Computerworld

Poachers and fish beware, this ocean drone is on your trail

It launches and lands like a helicopter, and transitions to fixed-wing flight for longer endurance

We don't usually think of drones as operating over open water, but Aerovel's Flexrotor drone was designed to do just that.

Flexrotor can land and take off vertically like a helicopter, without the need for any additional infrastructure on the deck of a ship. This gives the vehicle the ability to operate from almost any vessel.
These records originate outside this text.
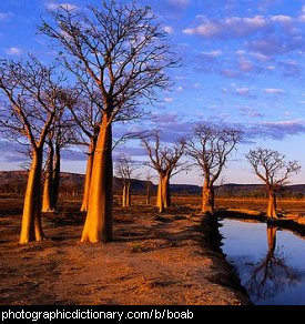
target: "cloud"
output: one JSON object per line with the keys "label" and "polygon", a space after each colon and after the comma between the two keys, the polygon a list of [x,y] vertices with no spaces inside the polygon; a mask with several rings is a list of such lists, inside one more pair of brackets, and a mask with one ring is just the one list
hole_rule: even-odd
{"label": "cloud", "polygon": [[173,33],[174,29],[171,26],[165,26],[164,31],[167,33]]}
{"label": "cloud", "polygon": [[216,59],[223,54],[223,51],[215,50],[210,52],[201,52],[201,55],[209,59]]}
{"label": "cloud", "polygon": [[185,34],[196,34],[203,38],[244,38],[257,33],[267,27],[267,20],[263,16],[252,18],[228,17],[213,21],[201,17],[202,23],[194,28],[184,29]]}
{"label": "cloud", "polygon": [[0,12],[0,21],[2,20],[7,20],[10,18],[10,14],[9,13],[6,13],[6,12]]}
{"label": "cloud", "polygon": [[283,89],[273,89],[273,88],[264,89],[264,92],[267,94],[283,94],[283,93],[285,93],[285,91]]}
{"label": "cloud", "polygon": [[187,7],[191,0],[166,0],[166,2],[174,7]]}
{"label": "cloud", "polygon": [[6,49],[6,53],[9,54],[9,55],[21,55],[22,54],[22,50],[19,49],[19,48],[9,48],[9,49]]}
{"label": "cloud", "polygon": [[57,10],[57,9],[60,9],[60,8],[63,8],[65,10],[74,10],[77,9],[78,7],[74,6],[74,4],[71,4],[71,3],[49,3],[47,4],[47,8],[49,10]]}
{"label": "cloud", "polygon": [[248,88],[237,88],[236,89],[236,94],[248,95],[250,91],[251,91],[251,89],[248,89]]}
{"label": "cloud", "polygon": [[281,23],[291,23],[294,21],[294,19],[291,16],[285,16],[285,14],[272,16],[270,19],[273,22],[281,22]]}
{"label": "cloud", "polygon": [[247,128],[247,133],[253,138],[271,138],[284,140],[288,135],[305,133],[304,120],[286,120],[277,122],[263,122]]}

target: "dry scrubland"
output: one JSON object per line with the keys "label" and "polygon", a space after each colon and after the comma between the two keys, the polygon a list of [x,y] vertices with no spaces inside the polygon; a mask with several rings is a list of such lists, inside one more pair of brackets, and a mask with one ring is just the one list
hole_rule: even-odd
{"label": "dry scrubland", "polygon": [[[136,200],[136,201],[135,201]],[[22,200],[0,201],[0,304],[247,304],[218,250],[216,226],[200,198],[174,198],[166,214],[135,198],[114,209],[114,242],[79,243],[84,214],[65,201],[45,214],[49,241],[19,245]],[[266,201],[216,201],[217,207],[265,211]],[[279,201],[303,213],[305,201]]]}
{"label": "dry scrubland", "polygon": [[67,201],[43,217],[49,241],[19,245],[22,201],[1,200],[0,304],[247,304],[214,225],[174,201],[162,215],[116,202],[114,242],[95,245],[79,243],[84,214]]}

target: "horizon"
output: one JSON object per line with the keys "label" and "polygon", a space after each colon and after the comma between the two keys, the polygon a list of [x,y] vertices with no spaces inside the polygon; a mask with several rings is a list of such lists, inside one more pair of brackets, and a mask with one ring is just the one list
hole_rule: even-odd
{"label": "horizon", "polygon": [[[130,1],[124,1],[130,2]],[[142,129],[164,130],[164,141],[189,134],[199,122],[235,125],[246,131],[224,176],[230,182],[260,183],[244,155],[250,149],[278,150],[287,160],[305,166],[299,148],[305,146],[305,2],[299,0],[135,1],[149,4],[169,33],[173,51],[182,57],[182,68],[171,71],[174,87],[161,93],[162,103],[152,110]],[[68,0],[65,6],[82,9],[94,1]],[[20,6],[22,4],[22,6]],[[48,39],[37,33],[40,16],[61,1],[6,1],[0,3],[0,57],[19,60],[32,52],[44,61],[58,55]],[[191,112],[191,114],[189,113]],[[131,125],[138,129],[139,123]],[[121,134],[122,125],[115,125]],[[18,148],[0,139],[0,170],[14,170],[24,162]],[[119,152],[143,161],[138,142]],[[85,154],[67,151],[63,171],[85,172]],[[200,185],[196,171],[181,173],[173,183]],[[292,178],[305,183],[305,169]]]}

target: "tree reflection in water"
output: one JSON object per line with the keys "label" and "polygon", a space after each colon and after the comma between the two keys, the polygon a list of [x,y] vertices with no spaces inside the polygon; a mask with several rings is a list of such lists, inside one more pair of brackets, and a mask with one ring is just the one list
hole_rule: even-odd
{"label": "tree reflection in water", "polygon": [[283,249],[276,249],[276,226],[267,226],[267,255],[253,267],[251,279],[246,283],[250,295],[256,301],[274,297],[301,281],[297,271],[288,265]]}

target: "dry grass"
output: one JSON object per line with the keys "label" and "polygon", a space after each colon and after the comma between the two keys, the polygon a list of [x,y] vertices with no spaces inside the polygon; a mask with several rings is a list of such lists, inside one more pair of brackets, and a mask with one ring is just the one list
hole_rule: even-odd
{"label": "dry grass", "polygon": [[20,214],[8,211],[22,201],[0,201],[0,304],[248,303],[192,202],[162,215],[144,198],[133,203],[115,204],[113,243],[80,244],[84,215],[68,201],[43,217],[51,240],[20,246]]}

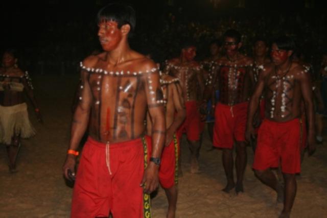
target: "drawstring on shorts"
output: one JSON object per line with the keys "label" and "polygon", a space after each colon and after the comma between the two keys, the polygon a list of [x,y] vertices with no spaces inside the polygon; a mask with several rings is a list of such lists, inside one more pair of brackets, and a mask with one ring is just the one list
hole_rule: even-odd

Once airborne, Flexrotor transitions to horizontal flight, which allows the vehicle a much longer range of operation. 

"What they were intended for was to go out and spot tuna or anything that you needed to find in an austere environment where manned aircraft are no longer safe," says Matt Parker, vice president of Precision Integrated Programs, a company signed up to be the launch customer for Flexrotor.  

Since its inception, Flexrotor has gone on to hunt for humans as well. 

"Our first mission we went out for was actually to protect marine protected areas," Parker says. "We were out at sea, Cocos Island, 300 nautical miles off the Pacific coast of Costa Rica, to monitor the marine protected areas and make sure there weren’t illegal poachers and shark finners and such in the area."

More recently, Flexrotor was used to guide a fleet of ships through ice in the Arctic. The drone can carry up to a 4.5-kilogram payload and can be equipped with a number of sensors, including LIDAR, infrared, and multispectral. It also serves useful on land, in places where there isn't much space to land, like small fields in a forest. 

Full-scale production of the Flexrotor will begin in the first quarter of 2017, Parker says.